Mais cedo, o governador de Kherson, Vladimir Saldo, havia declarado que forças ucranianas atacaram um veículo médico a caminho de um paciente em estado crítico. Saldo afirmou posteriormente que toda a equipe médica, composta por três pessoas, foi morta no ataque com drone.
Moscou também condenou o que descreveu como um ataque direcionado a civis e expressou condolências às famílias das vítimas.
"Condenamos veementemente o ataque deliberado da Ucrânia contra civis. Apresentamos nossas sinceras condolências às famílias e entes queridos das vítimas. As agências de investigação e aplicação da lei russas farão todo o necessário para garantir que os organizadores e perpetradores deste grave crime enfrentem punição inevitável e severa", afirmou o comunicado.
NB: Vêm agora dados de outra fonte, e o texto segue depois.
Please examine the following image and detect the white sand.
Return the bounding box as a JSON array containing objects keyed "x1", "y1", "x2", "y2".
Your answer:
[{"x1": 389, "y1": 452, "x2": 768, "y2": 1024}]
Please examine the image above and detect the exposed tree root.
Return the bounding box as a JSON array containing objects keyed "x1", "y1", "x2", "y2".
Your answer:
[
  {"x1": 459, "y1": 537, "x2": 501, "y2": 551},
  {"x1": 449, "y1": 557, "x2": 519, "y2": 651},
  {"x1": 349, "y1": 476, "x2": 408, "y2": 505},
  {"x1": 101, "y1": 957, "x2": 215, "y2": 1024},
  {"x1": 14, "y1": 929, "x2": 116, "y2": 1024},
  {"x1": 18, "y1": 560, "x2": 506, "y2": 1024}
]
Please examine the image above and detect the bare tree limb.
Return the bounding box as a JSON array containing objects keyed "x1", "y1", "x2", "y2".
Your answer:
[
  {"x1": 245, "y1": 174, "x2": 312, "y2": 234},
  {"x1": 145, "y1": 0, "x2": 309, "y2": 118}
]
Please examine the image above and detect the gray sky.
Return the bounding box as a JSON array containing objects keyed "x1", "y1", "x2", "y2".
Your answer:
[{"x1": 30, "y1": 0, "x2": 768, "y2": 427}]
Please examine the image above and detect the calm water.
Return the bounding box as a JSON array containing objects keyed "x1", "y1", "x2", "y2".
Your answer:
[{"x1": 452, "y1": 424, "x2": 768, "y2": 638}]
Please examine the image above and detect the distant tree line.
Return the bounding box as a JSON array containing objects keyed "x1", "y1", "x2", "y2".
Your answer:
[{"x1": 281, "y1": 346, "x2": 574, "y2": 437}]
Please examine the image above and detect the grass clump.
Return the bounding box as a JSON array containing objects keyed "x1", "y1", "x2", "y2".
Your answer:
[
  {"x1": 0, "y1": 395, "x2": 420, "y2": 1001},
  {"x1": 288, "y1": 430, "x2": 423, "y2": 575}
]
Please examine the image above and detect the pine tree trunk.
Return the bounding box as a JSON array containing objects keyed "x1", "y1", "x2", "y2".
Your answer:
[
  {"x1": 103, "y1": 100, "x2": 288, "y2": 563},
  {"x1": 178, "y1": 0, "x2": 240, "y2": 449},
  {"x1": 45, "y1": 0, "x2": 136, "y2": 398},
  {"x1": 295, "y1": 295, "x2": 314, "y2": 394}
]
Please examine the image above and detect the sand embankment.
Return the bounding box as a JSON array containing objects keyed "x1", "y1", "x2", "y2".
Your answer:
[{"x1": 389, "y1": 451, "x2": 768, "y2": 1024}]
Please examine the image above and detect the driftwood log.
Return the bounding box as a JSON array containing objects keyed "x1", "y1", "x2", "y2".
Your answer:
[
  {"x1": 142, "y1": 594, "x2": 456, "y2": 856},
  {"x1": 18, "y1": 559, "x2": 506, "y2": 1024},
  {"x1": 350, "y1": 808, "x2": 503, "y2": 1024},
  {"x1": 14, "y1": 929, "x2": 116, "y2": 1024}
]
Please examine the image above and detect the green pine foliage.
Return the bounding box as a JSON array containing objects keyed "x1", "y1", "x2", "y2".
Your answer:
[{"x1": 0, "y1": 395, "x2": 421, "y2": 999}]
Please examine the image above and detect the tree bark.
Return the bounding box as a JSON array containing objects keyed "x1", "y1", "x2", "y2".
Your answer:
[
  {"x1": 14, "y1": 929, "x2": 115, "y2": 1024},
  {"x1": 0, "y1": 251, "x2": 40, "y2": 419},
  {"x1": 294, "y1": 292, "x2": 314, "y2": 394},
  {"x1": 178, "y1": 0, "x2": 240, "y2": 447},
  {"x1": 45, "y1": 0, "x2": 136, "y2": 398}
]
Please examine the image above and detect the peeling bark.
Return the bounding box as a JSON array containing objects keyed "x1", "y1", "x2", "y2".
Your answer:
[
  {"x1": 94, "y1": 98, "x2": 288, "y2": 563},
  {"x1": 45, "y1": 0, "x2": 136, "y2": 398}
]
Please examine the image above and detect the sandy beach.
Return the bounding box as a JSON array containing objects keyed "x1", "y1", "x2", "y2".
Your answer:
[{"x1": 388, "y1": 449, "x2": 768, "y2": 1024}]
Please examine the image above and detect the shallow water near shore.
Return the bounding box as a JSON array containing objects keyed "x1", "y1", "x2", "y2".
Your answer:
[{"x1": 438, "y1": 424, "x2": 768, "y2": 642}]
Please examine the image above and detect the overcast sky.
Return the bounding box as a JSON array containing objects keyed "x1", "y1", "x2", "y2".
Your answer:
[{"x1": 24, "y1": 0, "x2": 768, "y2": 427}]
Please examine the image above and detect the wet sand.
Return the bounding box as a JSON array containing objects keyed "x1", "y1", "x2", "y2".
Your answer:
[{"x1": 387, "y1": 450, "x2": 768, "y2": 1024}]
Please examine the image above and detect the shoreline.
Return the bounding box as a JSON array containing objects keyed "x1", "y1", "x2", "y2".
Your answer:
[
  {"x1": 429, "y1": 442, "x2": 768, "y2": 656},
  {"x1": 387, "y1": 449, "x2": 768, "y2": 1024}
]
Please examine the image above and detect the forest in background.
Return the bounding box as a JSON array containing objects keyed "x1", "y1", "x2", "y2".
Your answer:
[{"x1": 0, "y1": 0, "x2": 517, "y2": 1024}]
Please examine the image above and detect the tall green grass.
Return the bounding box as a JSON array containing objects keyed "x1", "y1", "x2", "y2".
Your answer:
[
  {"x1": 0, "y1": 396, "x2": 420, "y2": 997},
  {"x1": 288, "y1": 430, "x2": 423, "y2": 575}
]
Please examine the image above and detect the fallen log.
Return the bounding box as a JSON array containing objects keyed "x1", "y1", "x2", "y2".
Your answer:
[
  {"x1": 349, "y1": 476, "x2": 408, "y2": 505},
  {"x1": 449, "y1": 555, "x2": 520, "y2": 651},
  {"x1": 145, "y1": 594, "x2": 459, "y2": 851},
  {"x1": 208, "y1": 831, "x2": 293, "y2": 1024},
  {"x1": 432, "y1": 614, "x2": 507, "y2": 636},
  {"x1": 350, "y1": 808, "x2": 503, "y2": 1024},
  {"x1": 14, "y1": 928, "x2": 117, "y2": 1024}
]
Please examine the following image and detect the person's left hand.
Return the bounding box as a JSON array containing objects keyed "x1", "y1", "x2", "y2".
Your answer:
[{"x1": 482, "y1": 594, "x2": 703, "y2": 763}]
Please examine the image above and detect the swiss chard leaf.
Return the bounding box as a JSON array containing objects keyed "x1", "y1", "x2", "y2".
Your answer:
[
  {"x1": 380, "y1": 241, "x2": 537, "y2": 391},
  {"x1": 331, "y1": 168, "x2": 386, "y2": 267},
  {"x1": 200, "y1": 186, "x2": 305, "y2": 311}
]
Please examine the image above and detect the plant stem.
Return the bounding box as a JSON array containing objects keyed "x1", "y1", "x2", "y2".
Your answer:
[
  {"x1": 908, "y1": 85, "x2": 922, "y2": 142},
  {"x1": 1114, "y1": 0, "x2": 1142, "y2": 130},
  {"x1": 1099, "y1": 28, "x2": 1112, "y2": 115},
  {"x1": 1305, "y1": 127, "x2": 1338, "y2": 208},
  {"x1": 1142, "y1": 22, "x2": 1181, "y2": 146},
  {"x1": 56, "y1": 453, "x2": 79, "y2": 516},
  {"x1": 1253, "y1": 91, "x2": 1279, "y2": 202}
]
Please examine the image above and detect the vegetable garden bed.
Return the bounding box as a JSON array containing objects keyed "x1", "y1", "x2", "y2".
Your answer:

O Ministério das Relações Exteriores também solicitou que organizações internacionais forneçam o que descreveu como uma avaliação objetiva e imparcial do incidente e de outros supostos crimes.
"O silêncio e a complacência do regime ucraniano diante de tais ações são inaceitáveis", acrescentou o comunicado.
O ataque à equipe em uma ambulância em Kherson acontece enquanto delegações da Rússia, Estados Unidos e Ucrânia se reúnem em Abu Dhabi, nos Emirados Árabes Unidos, para discutir um cessar-fogo para o conflito no leste europeu.